Hindu scriptures and stories

Hinduism contains perhaps the most ancient religious scripture, known to the world as the sruti (that which is heard – the Vedic literature which was originally passed down orally) and the smriti (that which is remembered –includes the poems of Ramayana and Mahabharata and the Puranas). This rich source of literature on human relationships with the environment has helped guide its followers to live in perfect harmony with nature for thousands of years. Hindus worship the sun, the stars, the rivers, the trees and the animals- nature in all its manifestations and glories. The majority of Hindus are vegetarians, due to their belief in the sanctity of all life and commitment to Ahimsa (Patanjali Yoga Sutras), that is non-violence.

The following is the message of living in harmony with Mother Nature from the Holy Scriptures of Hinduism:

Live in complete harmony with Nature,
Experience the grace of God in the splendour of the universe.
Be blessed by God’s reassuring love,
The sweet dawn will sweeten your soul,
The dazzling mid-day will set your hearts aflutter,
And the serene music of your soul will guide you towards peace and prosperity.
And when the day’s task is over, you will sleep in the lap of Mother Nature,
All the deities will be favourable to you.

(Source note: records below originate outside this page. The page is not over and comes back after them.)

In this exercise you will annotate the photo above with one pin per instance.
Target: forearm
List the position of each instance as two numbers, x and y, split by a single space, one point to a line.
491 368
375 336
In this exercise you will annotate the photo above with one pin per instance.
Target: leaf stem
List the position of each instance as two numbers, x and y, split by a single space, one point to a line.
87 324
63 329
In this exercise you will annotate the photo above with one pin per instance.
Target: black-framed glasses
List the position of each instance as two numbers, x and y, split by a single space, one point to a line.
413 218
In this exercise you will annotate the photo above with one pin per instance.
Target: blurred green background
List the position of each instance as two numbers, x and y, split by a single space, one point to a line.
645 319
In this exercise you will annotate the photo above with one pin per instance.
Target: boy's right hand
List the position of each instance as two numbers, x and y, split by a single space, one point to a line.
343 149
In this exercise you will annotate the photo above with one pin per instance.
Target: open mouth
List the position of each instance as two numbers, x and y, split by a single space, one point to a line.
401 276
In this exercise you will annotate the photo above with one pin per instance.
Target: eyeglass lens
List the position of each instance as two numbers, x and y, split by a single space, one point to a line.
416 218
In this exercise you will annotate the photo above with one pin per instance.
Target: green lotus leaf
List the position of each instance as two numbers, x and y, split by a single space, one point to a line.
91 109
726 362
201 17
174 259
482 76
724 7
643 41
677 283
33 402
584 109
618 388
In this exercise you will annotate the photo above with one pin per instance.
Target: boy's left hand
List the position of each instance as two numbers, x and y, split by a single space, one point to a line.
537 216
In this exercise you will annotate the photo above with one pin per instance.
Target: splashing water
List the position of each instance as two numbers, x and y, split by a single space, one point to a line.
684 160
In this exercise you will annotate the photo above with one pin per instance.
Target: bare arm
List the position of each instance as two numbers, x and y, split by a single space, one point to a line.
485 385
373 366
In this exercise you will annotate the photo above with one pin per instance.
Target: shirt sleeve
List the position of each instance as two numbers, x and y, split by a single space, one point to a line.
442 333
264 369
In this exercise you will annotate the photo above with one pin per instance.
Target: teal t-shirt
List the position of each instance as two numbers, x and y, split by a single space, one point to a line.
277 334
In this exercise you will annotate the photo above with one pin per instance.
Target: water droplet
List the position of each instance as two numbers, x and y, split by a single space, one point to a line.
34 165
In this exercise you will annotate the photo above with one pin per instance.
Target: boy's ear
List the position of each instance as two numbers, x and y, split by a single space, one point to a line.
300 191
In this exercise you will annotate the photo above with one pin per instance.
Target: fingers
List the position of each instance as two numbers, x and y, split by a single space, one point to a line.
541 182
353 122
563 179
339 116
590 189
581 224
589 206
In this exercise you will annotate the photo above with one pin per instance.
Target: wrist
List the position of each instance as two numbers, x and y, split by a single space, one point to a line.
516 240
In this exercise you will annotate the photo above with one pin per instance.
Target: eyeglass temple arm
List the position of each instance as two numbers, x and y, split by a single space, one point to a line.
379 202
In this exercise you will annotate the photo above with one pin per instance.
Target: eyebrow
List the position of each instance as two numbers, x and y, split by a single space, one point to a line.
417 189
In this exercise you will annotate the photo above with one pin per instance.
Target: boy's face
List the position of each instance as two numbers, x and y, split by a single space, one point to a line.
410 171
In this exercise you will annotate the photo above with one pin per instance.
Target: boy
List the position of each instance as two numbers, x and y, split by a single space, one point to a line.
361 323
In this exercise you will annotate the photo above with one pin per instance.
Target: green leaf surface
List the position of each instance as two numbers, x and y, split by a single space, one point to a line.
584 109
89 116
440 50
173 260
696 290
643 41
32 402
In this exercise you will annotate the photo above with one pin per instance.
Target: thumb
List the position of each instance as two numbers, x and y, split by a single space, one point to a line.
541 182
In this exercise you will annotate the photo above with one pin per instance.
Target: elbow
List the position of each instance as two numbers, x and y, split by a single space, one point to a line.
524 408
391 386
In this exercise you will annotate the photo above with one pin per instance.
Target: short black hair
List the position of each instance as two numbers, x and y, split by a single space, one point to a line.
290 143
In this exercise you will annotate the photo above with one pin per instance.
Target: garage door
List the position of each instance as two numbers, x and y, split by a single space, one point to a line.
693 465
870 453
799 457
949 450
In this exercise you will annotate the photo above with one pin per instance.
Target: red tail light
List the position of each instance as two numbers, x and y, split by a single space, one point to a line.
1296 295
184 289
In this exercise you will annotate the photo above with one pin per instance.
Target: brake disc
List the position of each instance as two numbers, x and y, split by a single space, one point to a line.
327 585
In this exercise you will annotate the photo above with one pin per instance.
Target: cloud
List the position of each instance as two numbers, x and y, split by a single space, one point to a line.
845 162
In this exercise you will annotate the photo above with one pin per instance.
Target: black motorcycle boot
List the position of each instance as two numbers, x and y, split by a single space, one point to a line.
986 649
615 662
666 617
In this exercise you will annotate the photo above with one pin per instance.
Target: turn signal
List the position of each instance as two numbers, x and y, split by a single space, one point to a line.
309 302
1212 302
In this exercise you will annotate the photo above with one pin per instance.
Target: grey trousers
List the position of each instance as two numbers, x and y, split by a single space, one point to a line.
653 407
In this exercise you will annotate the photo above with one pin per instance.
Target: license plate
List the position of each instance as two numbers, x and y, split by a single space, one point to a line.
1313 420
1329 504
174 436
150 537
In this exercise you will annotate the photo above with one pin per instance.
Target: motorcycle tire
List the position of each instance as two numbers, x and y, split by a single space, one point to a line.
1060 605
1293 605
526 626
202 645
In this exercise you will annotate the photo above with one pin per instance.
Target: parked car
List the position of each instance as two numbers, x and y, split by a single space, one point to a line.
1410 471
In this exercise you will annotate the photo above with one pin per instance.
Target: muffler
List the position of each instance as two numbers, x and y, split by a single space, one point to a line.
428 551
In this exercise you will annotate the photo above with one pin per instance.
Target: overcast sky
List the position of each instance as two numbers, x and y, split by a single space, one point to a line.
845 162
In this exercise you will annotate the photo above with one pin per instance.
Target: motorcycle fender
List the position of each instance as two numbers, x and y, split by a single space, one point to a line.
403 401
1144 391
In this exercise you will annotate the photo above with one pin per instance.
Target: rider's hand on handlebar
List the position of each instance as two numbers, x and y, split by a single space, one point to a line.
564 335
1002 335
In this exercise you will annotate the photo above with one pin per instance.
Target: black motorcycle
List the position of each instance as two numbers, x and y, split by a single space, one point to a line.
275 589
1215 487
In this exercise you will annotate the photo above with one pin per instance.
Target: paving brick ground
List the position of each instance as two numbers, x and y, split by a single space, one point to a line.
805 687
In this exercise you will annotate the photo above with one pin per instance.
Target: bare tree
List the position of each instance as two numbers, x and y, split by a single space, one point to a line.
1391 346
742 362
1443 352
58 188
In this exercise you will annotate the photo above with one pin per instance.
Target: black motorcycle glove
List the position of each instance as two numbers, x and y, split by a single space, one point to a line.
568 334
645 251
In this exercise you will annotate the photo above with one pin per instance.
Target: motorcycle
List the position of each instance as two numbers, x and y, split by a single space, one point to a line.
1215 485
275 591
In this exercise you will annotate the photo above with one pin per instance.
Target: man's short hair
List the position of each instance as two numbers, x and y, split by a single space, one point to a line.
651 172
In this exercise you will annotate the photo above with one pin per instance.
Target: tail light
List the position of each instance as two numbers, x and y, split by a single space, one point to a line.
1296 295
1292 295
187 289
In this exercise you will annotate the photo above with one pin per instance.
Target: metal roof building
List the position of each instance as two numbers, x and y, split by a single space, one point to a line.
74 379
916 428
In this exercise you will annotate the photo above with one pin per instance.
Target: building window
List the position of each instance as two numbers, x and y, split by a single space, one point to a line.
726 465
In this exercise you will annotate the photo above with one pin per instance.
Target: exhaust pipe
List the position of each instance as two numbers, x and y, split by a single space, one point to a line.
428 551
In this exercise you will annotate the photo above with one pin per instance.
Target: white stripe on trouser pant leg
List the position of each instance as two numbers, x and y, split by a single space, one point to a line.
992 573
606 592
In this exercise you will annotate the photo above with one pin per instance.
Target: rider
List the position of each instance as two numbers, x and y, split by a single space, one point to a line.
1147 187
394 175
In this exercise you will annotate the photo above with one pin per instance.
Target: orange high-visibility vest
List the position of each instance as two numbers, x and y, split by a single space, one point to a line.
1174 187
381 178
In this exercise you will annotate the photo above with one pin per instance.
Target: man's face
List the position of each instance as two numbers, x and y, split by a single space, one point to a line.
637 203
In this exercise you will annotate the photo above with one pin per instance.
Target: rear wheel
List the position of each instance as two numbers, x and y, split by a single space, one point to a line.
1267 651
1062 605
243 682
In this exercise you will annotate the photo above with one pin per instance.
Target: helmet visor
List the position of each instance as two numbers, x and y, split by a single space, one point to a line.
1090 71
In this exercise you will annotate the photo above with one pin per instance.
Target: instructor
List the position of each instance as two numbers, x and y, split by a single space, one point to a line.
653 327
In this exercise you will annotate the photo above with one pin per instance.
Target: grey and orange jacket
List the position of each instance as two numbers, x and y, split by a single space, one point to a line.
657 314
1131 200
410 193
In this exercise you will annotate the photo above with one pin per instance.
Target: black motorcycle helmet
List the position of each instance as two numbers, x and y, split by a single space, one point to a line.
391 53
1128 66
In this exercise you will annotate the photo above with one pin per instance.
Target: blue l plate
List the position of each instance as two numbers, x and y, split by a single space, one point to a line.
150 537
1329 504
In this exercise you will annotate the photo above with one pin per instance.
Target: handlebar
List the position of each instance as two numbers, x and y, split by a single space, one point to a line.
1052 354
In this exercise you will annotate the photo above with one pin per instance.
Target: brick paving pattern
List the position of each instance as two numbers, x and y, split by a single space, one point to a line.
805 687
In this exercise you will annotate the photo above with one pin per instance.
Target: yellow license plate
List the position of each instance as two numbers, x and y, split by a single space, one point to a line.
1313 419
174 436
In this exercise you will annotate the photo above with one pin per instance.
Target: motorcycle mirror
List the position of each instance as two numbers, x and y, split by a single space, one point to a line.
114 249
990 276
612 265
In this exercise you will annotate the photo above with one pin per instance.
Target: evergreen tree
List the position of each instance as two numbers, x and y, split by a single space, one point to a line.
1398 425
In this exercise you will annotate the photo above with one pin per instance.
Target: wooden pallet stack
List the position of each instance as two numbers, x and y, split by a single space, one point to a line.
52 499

Mother Nature, Yajur Veda (34.37)

By Vijai Singhal

This is an excerpt of an article entitled "The Good Green Word" that appeared in the Autumn 2010 edition of the Green Pages.


A Hindu story

In India, a story of Lord Krishna and the evil serpent has helped develop river environment schemes (and give local people a renewed sense of responsibility for that environment) in ways that statistics could not begin to do. The ancient legend tells that once upon a time, an evil serpent lived in the sacred Yamuna River that flows across the centre of India and into the Ganges. The serpent's foul breath blasted the crops growing along the river and its polluting body fouled the water, injuring all life. The people started to weep and the creatures of the river started to cry out, and eventually their distress reached the ears of the Lord Krishna. He sped to the river and-after a dramatic three-day battle-killed the serpent and freed the waters and the people from its evil influence. In the 1990s it became evident that the Yamuna was reaching dangerous levels of pollution. Hindu communities were able to draw upon this legend and use it to awaken local awareness of the problem. They stated that the pollution was the return of the evil serpent in a new and uglier form. Today, they said, Krishna needs human beings to be his hands in the battle against the serpent-and it is humans who must work together to eliminate pollution in the sacred river. Once again, it is the specific Krishna nature of the story and the insight into tackling this very real environmental issue that has made this possible.